Limit laws for sums of random exponentials

We study the limiting distribution of the sum as t → ∞, N → ∞, where (X_i) are i.i.d. random variables. Attention to such exponential sums has been motivated by various problems in random media theory. Examples include the quenched mean population size of a colony of branching processes with random branching rates and the partition function of Derrida’s Random Energy Model. In this paper, the problem is considered under the assumption that the log-tail distribution function h(x) = − log P{X_i > x} is regularly varying at infinity with index 1 < ϱ < ∞. An appropriate scale for the growth of N relative to t is of the form e^λH₀(t), where the rate function H₀(t) is a certain asymptotic version of the cumulant generating function H(t) = log E[e^tXi] provided by Kasahara’s exponential Tauberian theorem.
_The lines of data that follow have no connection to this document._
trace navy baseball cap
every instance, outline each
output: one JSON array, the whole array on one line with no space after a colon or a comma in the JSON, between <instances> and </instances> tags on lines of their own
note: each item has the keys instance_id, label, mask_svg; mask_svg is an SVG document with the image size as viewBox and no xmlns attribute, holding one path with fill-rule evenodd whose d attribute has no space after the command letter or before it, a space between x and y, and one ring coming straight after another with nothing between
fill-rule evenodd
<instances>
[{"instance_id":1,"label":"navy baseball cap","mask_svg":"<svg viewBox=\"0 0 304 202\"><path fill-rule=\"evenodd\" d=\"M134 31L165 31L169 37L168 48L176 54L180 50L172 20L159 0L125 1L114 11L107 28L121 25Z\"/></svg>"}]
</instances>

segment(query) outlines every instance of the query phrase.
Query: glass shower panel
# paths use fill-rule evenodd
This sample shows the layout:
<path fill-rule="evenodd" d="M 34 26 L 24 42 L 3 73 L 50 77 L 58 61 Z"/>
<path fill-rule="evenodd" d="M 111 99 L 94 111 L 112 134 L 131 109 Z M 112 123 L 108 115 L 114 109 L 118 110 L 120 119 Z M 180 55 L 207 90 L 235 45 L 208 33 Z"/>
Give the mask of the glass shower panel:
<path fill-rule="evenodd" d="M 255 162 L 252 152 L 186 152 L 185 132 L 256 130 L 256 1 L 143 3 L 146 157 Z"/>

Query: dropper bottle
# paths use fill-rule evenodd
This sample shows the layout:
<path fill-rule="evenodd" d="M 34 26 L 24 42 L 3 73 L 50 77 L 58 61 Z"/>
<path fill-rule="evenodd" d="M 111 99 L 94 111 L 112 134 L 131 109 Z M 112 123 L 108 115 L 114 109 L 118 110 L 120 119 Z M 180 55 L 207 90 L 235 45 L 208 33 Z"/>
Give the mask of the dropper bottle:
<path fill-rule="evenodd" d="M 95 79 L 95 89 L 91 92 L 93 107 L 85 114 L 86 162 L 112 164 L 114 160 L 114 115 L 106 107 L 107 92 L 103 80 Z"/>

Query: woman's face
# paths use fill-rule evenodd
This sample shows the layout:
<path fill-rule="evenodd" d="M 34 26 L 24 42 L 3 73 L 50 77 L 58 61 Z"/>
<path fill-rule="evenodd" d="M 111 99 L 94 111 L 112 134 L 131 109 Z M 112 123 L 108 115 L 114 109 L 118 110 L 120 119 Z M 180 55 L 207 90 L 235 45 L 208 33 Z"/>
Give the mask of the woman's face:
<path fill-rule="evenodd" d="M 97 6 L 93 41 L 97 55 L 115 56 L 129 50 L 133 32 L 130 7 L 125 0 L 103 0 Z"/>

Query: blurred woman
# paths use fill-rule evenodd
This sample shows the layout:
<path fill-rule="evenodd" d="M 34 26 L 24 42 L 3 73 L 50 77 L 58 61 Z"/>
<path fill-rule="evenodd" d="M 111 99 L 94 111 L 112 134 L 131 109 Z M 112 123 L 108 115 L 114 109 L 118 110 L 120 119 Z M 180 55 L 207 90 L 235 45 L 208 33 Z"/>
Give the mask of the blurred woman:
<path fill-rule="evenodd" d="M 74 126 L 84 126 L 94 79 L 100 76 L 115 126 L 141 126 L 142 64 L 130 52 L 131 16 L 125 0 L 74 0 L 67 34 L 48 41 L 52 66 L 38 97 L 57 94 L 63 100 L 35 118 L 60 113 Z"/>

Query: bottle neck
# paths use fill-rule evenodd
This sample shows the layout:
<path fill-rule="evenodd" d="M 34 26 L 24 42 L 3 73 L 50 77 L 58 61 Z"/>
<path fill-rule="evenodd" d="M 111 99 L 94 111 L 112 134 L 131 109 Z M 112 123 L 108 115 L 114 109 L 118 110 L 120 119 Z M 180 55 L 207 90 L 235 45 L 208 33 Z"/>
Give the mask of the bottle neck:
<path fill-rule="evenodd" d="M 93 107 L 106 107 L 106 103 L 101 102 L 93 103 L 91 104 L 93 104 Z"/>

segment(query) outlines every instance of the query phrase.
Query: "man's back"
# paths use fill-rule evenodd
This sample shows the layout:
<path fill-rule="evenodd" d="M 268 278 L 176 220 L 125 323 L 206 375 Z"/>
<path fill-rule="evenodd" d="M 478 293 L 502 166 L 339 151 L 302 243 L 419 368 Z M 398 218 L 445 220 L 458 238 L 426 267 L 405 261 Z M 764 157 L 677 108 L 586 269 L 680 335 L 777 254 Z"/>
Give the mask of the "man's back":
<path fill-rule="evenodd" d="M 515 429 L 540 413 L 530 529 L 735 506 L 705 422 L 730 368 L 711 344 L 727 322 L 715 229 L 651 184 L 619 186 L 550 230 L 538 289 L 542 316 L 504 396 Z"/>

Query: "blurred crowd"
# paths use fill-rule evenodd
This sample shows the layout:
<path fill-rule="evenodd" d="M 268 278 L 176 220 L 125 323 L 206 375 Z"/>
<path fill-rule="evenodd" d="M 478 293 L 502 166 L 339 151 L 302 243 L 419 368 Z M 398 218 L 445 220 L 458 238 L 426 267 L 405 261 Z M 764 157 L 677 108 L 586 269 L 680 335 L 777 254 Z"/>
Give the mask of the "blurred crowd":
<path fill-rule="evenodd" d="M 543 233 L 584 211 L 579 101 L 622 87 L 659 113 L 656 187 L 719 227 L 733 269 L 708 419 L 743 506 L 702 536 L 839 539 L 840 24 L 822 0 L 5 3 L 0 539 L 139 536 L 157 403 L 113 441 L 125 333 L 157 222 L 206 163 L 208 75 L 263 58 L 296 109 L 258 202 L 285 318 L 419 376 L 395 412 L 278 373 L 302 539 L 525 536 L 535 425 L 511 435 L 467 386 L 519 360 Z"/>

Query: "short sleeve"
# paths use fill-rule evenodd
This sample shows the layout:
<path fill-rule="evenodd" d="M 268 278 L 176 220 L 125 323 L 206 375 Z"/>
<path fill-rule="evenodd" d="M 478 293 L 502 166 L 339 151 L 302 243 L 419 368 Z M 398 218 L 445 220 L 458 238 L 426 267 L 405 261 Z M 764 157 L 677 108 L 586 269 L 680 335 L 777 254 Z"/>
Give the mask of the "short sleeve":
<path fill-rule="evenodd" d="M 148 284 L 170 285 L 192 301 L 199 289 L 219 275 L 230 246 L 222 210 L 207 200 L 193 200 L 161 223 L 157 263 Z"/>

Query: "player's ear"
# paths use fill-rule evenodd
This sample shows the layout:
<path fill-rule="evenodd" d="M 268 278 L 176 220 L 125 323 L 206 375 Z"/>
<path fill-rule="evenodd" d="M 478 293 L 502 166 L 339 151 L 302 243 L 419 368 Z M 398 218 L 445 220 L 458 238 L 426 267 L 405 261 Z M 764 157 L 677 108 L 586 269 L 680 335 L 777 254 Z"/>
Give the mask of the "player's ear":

We have found two critical points, 0< λ₁< λ₂ < ∞, below which the Law of Large Numbers and the Central Limit Theorem, respectively, break down. Below λ₂, we impose a slightly stronger condition of normalized regular variation of h. The limit laws here appear to be stable, with characteristic exponent α = α(ϱ, λ) ranging from 0 to 2 and with skewness parameter β = 1. A limit theorem for the maximal value of the sample {e^tXi, i = 1, ..., N} is also proved.